Subpasses/Pixel Local Storage

Subpasses and pixel local storage should be used wherever possible in an application

Subpasses are one of those optimisations that applications should be designed around. Use them if at all possible, explore them if remotely possible, and rewrite applications to take advantage of them. One of the first questions that should be asked when doing a multi-pass application is: "Can region-local subpasses be used with it?"

Conceptually, a subpass is a run through the graphics pipeline (from vertex shader->… -> framebuffer output) whose output will be an input for a later step. For instance, rendering the G-Buffer in deferred shading can be a subpass.

This is similar to rendering to a texture of screen size in one run and sampling the corresponding texel at the same position as the rendered pixel on the next pass.
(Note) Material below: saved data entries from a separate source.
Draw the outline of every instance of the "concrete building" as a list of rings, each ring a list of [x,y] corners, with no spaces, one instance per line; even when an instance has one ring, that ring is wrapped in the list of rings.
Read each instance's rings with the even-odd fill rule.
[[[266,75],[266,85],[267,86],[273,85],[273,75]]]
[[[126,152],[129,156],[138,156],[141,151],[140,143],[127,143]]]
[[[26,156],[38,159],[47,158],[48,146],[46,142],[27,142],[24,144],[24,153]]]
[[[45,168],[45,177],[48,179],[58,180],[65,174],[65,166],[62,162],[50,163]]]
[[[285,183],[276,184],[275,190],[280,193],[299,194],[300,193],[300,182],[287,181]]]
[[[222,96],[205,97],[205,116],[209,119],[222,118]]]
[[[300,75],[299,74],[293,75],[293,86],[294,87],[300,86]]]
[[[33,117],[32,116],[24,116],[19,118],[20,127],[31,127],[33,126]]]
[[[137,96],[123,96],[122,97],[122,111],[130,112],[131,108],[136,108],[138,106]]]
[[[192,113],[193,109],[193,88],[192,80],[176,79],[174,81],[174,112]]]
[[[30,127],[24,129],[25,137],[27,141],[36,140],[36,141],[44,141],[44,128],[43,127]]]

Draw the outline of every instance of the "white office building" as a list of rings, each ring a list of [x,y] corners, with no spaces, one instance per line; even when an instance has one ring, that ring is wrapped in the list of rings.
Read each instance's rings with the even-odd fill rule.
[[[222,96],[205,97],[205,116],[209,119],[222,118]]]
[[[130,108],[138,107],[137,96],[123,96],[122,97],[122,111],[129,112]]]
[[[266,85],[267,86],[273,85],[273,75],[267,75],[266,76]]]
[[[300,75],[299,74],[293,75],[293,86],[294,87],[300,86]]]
If this is designed properly, this allows the implementation to do a powerful optimisation on tiled architectures. The output of the fragment shader of the first subpass is not stored at all to main memory as it is known that it will not need to be displayed. Instead it is kept on very fast on-chip memory (register files) and accessed again from the fragment shader of the next subpass.
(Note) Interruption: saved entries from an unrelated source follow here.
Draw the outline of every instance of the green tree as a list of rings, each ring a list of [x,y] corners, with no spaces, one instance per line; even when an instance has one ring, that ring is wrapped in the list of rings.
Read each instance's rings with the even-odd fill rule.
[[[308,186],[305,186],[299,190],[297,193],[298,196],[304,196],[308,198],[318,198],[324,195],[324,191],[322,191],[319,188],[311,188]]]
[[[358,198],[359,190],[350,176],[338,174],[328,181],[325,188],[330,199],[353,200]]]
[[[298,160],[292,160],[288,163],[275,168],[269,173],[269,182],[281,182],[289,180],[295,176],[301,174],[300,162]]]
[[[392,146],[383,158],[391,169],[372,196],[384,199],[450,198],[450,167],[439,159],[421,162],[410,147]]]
For example, in Deferred Shading, the G-Buffer contents can be kept on-chip to be used in the lighting pass. This can have great performance benefits in mobile architectures, as they are commonly bandwidth limited.
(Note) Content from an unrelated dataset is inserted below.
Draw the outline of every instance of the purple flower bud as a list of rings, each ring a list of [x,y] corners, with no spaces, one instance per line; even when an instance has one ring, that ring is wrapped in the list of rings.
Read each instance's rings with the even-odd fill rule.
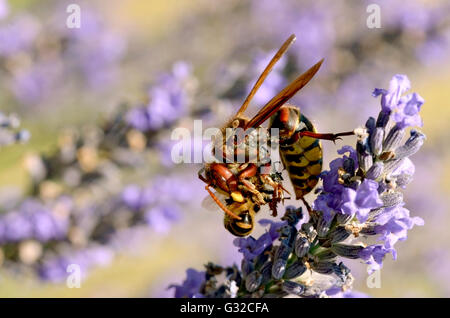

The caveat is that for this to happen, each pixel must only use the information from the corresponding input pixel. It cannot sample from arbitrary locations, and it cannot sample at all from the previous contents.

For Vulkan, in order to collapse subpasses in this way:

  • Render into the images in one subpass.
  • Use these images as input attachments in the other subpass.
  • Use Transient and Lazily Allocated flags for those attachments.

For OpenGL ES, the same effect is done with enabling the GL_PIXEL_LOCAL_STORAGE extension. Additionally, the shaders must have been written to explicitly take advantage of it.

In short, use subpass folding wherever suitable. With multiple passes, see if they are suitable for subpass optimisation. For both of these cases, see the DeferredShading example.